Cell pellets obtained after centrifugation of exponentially growing cultures were immediately re-suspended in 1 ml of 60°C hot TriReagent (Sigma-Aldrich, Steinheim, Germany) and transferred into a 2 ml cryovials containing acid washed glass beads (Sigma-Aldrich, Steinheim, Germany). As for DNA extraction, cell lysis was achieved with a Bio101 FastPrep instrument (Thermo Savant Illkirch, France) run at maximum speed (6.5 ms−1) for 45 s. RNA isolation was then performed as described in [64]. In brief, after thawing the cell lysate on ice, 200 μl of pure chloroform was added to each sample. The sample was vortexed thoroughly and incubated for 10 min at room temperature. The aqueous phase was separated by centrifugation and transferred into a new vial together with 100% isopropanol and incubated at -20°C to precipitate the RNA. The pellet was collected by centrifugation at 4°C, washed with 70% ethanol, air-dried and re-suspended in RNase-free water (Qiagen, Hilden, Germany).

Only RNA samples with high quality (OD 260/280 > 2 and OD260/230 > 1.8), determined with a NanoDrop ND-100 spectrometer (PeqLab, Erlangen, Germany), and high RNA integrity, checked with the Agilent RNA Nano Chip Assay (Agilent, Santa Clara, USA), were used for transcriptome sequencing.

RNA sequencing

RNA sequencing and post-run processing was performed by The Marine Microbial Eukaryotic Transcriptome Sequencing Project (MMETSP).

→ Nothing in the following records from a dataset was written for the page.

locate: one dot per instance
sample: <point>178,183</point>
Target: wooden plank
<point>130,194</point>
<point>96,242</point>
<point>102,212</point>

Analysis of transcriptome data

An assembly pipeline from the MMETSP was to assemble high quality raw reads into contigs, which were translated into amino acid sequences and blasted against the PFAM database (PFAM count (e-value < 0.001) file Supplement).

Homology analysis

We used the NCBI blast suite (version 2.2.28+) to compare the set of 69,956 predicted protein fragments with gene predictions and EST data from the following species: dinoflagellates: Alexandrium andersonii, Alexandrium ostenfeldii, Amphidinium massartii, Ceratium fusus, Crypthecodinium cohnii, Dinophysis acuminate, Glenodinium foliaceum, Gymnodinium catenatum, Heterocapsa triquetra, Karenia brevis, Karlodinium micrum, Oxyrrhis marina, Peridinium aciculiferum, Polarella glacialis, Prorocentrum minimum, Protoceratium reticulatem, Scrippsiella trochoidea, Symbiodinium minutum; diatoms: Fragilariopsis cylindrus, Phaeodactylum tricornutum, Thalassiosira pseudonana; haptophyte: Emiliania huxleyi; cryptomonad: Guillardia theta; and the chlorophyte Chlamydomonas reinhardtii. We computed all pairwise BLAST comparisons (BLASTp, tBLASTx, BLASTx, and tBLASTn, depending on the type of database) at a threshold of e-value < 0.001 and counted the number of sequences with hits in the other species. For the comparison to the CEGMA data set [35], we used the hmmer package (version 3.0) to detect hits (e-value < 0.001) to any of the CEGMA profile HMMs.

Phylogenetic analyses

Additional amino acid sequences were obtained from the NCBI GenBank and from [30]. A representative dataset of 65 Type I and Type II PKS sequences covering the major clades of prokaryota, fungi, animals, apicomplexa, haptophytes and chlorophytes was used for maximum likelihood phylogenetic analyses. A multi-sequence alignment was created in MEGA 5.2 [65] with the implemented MUSCLE algorithm [66]. A maximum likelihood tree was computed in PhyML 3.0 [67] under assumption of the La-Gascuel amino acid replacement matrix [68]; likelihood ratio tests [69] and 1,000 bootstrap analyses were performed as a measure of the validity of each branch.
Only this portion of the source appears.